While you're recovering you should eat a very low-fibre diet to rest your digestive system.
Once the symptoms have gone, you can return to a higher-fibre diet, aiming to eat about 30g of fibre a day.
Diverticulitis can usually be treated at home with antibiotics prescribed by a GP.
You can take paracetamol to help relieve any pain. Talk to a GP if paracetamol alone is not working.
Do not take aspirin or ibuprofen, as they can cause stomach upsets.
But more serious cases of diverticulitis may need hospital treatment.
In hospital, you'll probably get injections of antibiotics, and be kept hydrated and nourished using a tube directly connected to your vein (intravenous drip).
You may also be prescribed a stronger painkiller if paracetamol is not helping.
In rare cases, surgery may be needed to treat serious complications of diverticulitis.
Surgery usually involves removing the affected section of your large intestine.
After a colectomy, you may have a temporary or permanent colostomy, where one end of your bowel is diverted through an opening in your tummy.
The most common complication of diverticulitis is developing abscesses.
These are usually treated with a technique known as percutaneous drainage, which is done by a radiologist.
If surgery is being considered, your doctor should discuss the benefits and the risks very carefully with you.
It's not known exactly why some people get diverticular disease, but it seems to be linked to age, diet and lifestyle, and genetics.
As you get older, the walls of your large intestine become weaker and the pressure of hard stools passing through your intestines can cause diverticula to form.
The majority of people will have some diverticula by the time they're 80 years old.
Diet and lifestyle
Not eating enough fibre is thought to be linked to developing diverticular disease and diverticulitis.

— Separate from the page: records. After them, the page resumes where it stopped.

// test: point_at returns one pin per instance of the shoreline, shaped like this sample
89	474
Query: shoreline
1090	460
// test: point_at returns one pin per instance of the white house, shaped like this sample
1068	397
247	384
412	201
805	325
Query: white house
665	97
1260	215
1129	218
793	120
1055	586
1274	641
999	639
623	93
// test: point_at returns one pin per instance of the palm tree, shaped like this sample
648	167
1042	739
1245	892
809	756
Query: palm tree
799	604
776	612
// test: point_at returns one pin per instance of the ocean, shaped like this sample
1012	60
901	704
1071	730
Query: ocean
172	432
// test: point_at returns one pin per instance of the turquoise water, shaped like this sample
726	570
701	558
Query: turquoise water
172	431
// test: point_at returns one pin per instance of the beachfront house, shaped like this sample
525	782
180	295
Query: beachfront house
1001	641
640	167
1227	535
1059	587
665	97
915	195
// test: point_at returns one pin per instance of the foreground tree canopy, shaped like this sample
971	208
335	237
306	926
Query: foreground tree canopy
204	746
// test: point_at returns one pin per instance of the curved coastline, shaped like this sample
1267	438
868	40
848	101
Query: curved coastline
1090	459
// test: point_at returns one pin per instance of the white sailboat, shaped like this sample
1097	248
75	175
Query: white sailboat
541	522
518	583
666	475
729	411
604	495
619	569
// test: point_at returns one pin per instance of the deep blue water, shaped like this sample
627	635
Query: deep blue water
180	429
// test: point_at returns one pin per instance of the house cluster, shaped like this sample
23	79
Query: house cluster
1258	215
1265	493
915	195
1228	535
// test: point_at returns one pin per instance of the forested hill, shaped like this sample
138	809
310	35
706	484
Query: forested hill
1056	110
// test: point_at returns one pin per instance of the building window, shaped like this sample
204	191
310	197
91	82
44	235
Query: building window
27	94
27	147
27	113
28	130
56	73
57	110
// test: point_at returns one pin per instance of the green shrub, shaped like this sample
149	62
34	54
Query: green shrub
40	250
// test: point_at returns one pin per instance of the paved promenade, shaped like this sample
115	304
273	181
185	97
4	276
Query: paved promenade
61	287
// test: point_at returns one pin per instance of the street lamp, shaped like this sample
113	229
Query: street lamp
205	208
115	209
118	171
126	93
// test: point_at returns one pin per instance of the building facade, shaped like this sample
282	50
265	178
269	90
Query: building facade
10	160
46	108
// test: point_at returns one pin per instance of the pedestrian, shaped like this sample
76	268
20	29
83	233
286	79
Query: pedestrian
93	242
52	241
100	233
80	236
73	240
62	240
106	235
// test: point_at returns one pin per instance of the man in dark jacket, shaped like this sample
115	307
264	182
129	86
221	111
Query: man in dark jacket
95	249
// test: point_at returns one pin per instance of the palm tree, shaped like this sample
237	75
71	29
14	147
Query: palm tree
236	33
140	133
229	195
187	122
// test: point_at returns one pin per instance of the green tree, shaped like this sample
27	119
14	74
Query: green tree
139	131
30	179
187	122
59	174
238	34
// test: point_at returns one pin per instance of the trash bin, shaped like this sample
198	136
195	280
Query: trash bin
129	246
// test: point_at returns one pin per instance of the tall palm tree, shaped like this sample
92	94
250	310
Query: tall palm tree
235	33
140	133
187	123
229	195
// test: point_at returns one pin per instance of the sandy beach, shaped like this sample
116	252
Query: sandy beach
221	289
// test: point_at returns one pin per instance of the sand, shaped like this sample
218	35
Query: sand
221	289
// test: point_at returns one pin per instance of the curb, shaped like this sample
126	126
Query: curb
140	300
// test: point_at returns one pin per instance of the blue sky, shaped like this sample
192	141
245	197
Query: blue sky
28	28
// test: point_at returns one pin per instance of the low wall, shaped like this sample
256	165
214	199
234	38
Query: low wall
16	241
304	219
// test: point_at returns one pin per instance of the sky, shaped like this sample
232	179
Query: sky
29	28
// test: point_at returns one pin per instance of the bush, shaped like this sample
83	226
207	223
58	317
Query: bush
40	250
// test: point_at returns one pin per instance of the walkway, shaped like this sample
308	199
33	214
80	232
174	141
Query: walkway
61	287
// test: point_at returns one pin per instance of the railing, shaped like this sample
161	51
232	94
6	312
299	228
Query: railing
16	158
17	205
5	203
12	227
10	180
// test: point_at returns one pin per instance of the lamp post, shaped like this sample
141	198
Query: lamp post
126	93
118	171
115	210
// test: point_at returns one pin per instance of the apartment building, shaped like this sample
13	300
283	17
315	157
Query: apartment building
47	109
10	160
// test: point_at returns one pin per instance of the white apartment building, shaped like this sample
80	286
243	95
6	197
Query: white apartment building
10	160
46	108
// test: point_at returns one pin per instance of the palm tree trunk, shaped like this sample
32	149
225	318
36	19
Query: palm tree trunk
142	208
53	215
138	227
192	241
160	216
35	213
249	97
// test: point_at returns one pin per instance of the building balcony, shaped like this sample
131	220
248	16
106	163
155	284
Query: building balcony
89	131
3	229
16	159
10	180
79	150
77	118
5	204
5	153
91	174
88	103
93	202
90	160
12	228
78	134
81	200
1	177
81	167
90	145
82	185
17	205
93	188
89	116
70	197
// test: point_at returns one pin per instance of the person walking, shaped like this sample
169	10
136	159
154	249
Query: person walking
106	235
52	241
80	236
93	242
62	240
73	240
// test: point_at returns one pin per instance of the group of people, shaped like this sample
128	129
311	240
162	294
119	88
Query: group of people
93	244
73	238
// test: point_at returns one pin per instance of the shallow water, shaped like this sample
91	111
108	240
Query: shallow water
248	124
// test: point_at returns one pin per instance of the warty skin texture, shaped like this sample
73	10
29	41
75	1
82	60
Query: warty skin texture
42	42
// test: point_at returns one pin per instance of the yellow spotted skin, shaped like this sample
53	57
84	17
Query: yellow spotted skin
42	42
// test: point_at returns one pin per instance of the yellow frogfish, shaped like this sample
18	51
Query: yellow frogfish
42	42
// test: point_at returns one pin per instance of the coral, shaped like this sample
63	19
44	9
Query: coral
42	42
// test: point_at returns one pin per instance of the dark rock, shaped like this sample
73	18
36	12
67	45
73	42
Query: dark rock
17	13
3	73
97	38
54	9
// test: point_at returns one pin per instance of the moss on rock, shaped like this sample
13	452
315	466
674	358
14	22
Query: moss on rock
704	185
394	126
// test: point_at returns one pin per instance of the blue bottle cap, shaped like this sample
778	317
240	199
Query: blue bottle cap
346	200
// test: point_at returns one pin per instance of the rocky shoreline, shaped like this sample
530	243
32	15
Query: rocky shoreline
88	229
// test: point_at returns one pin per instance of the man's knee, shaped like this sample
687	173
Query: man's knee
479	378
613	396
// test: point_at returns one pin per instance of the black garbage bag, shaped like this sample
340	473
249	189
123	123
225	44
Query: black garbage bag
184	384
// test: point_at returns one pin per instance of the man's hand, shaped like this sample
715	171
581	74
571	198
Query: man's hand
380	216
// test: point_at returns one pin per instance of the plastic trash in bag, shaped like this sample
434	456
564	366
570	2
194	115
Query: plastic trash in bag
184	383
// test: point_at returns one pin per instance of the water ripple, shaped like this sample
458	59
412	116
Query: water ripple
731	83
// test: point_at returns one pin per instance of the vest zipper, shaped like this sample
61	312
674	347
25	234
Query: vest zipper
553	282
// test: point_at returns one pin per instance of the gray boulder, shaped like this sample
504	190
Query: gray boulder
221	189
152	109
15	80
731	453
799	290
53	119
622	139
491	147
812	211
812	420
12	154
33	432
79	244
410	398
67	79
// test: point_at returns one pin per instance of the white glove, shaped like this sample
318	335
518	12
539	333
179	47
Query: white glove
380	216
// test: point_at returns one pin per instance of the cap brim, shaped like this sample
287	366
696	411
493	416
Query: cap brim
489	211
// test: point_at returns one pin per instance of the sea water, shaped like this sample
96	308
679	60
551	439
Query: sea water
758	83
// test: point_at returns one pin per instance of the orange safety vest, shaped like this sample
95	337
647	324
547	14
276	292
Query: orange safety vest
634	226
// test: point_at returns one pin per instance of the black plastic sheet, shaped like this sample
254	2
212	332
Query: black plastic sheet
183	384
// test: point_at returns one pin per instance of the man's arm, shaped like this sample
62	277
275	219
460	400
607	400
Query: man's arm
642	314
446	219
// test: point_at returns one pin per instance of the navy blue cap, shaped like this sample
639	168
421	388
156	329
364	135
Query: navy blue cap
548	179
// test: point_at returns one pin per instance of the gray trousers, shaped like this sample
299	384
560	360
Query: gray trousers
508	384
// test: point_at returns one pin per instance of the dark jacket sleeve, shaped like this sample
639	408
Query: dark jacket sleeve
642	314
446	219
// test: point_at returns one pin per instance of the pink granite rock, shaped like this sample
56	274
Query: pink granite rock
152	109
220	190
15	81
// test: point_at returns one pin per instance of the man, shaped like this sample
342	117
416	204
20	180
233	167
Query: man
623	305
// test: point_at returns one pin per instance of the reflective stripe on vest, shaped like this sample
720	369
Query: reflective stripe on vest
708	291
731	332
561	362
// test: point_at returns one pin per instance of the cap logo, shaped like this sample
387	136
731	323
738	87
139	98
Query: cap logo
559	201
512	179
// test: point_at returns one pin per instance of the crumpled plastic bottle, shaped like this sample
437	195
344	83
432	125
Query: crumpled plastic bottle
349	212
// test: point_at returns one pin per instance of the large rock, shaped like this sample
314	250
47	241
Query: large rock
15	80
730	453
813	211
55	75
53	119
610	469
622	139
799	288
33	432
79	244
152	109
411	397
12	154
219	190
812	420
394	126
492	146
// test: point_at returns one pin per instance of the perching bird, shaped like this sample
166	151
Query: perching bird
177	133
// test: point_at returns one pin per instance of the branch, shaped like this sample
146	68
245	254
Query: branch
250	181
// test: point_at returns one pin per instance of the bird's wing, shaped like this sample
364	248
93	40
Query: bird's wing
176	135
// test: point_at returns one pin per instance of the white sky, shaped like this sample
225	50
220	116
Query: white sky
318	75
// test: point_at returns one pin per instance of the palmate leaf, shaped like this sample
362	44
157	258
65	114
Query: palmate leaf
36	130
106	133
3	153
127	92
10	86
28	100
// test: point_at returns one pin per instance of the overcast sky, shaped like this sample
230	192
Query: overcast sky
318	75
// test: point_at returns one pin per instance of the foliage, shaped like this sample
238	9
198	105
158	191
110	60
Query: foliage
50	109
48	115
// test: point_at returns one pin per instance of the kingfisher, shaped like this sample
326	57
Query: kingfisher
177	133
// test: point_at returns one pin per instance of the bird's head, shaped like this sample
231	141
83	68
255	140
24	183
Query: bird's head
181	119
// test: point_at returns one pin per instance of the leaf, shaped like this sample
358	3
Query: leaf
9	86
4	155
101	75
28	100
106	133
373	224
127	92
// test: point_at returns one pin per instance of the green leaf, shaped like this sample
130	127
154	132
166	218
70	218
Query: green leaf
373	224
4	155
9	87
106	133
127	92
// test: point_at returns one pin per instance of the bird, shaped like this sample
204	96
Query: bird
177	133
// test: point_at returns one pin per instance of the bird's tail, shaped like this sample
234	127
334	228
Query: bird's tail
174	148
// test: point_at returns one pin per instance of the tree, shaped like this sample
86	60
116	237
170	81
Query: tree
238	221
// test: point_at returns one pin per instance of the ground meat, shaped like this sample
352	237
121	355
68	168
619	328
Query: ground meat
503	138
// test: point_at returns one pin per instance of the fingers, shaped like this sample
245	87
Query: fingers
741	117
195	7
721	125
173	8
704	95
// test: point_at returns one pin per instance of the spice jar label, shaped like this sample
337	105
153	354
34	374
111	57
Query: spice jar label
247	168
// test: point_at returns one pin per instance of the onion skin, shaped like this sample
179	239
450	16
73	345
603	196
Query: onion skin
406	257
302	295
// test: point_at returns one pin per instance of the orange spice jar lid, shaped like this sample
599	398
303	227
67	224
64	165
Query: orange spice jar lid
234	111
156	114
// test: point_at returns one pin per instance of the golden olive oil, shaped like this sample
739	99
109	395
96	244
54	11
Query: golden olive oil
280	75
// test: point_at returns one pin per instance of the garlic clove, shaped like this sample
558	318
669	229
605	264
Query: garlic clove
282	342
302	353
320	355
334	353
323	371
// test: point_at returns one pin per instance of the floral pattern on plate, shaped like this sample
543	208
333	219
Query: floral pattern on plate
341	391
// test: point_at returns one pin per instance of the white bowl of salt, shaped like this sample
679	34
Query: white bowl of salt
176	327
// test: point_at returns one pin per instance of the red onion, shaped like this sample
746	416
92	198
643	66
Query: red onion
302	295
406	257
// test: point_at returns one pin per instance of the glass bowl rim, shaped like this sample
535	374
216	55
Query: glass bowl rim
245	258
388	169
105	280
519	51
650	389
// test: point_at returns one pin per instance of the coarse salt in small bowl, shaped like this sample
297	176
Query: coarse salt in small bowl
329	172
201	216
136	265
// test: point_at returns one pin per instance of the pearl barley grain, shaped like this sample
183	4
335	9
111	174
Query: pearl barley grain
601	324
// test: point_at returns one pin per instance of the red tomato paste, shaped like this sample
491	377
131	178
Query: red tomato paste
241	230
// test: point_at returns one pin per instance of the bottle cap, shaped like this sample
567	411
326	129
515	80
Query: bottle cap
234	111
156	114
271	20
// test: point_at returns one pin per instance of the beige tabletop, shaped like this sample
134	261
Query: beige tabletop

Fibre helps to make your stools softer and larger so they put less pressure on the walls of your intestines.
Some other things that seem to increase your risk include:
- being overweight or obese
- having a history of constipation
- long-term regular use of painkillers such as ibuprofen or aspirin
You're more likely to develop diverticula if you have a close relative with diverticular disease, especially if they developed it before they were 50.